As of Friday morning, the selling pressure on stocks had eased somewhat, initially sending US S&P futures higher before it went down by more 2% again. However, Dow and NASDAQ futures are up more than 1%, while stock indices in Western Europe are in the green today.
In Asia, however, stock indices in Japan, South Korea, Hong Kong, and Australia all still remained in the red.
Unsurprisingly, the combined selling in both stocks and bitcoin has increased the correlation between the two asset classes.

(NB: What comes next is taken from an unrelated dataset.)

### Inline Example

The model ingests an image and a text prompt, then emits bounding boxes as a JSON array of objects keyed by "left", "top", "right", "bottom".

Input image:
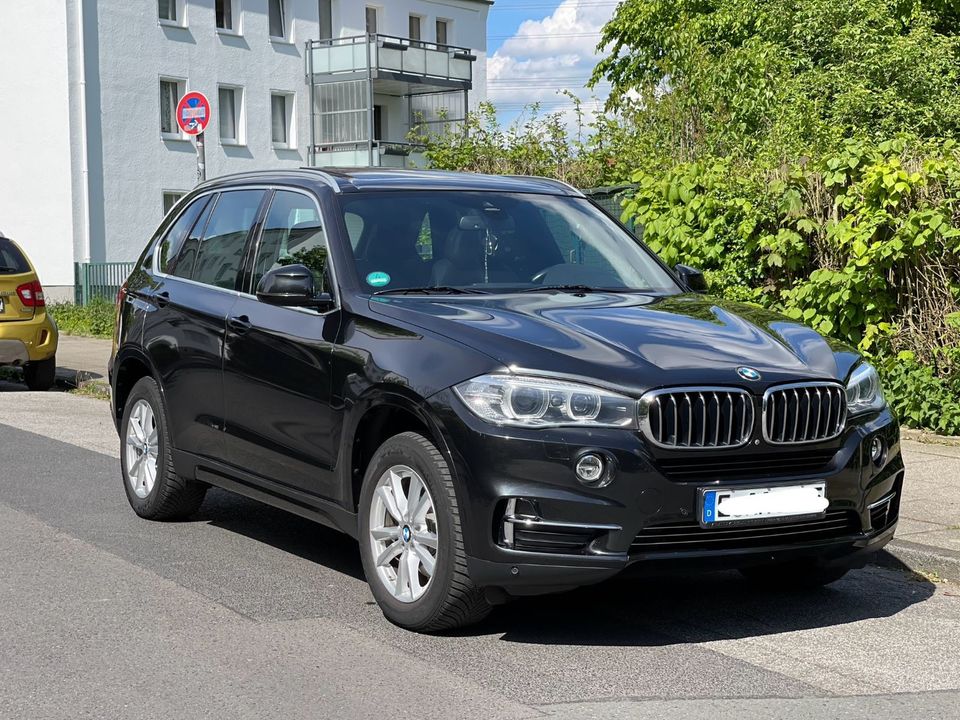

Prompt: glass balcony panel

According to data from BlockchainCenter.net, the 90-day correlation between the S&P 500 and bitcoin over the past 90 days is now mildly positive at 0.48. Perhaps surprisingly for some, the data also shows a stronger correlation between bitcoin and stocks than between bitcoin – often dubbed ‘digital gold’ – and real gold for all time periods measured except 1 year.
Correlation over the last 90 days
The data also shows that while stocks and bitcoin for a long time remained more or less uncorrelated, this changed in a significant way in early 2020 when both markets saw some of their biggest sell-offs in years.
BTC & S&P 500 correlation
Given the data, a logical conclusion to draw may thus be that stocks and bitcoin both remain subject to the same forces in the market, and that a general risk-on sentiment in the market will be needed before the digital asset can truly shine.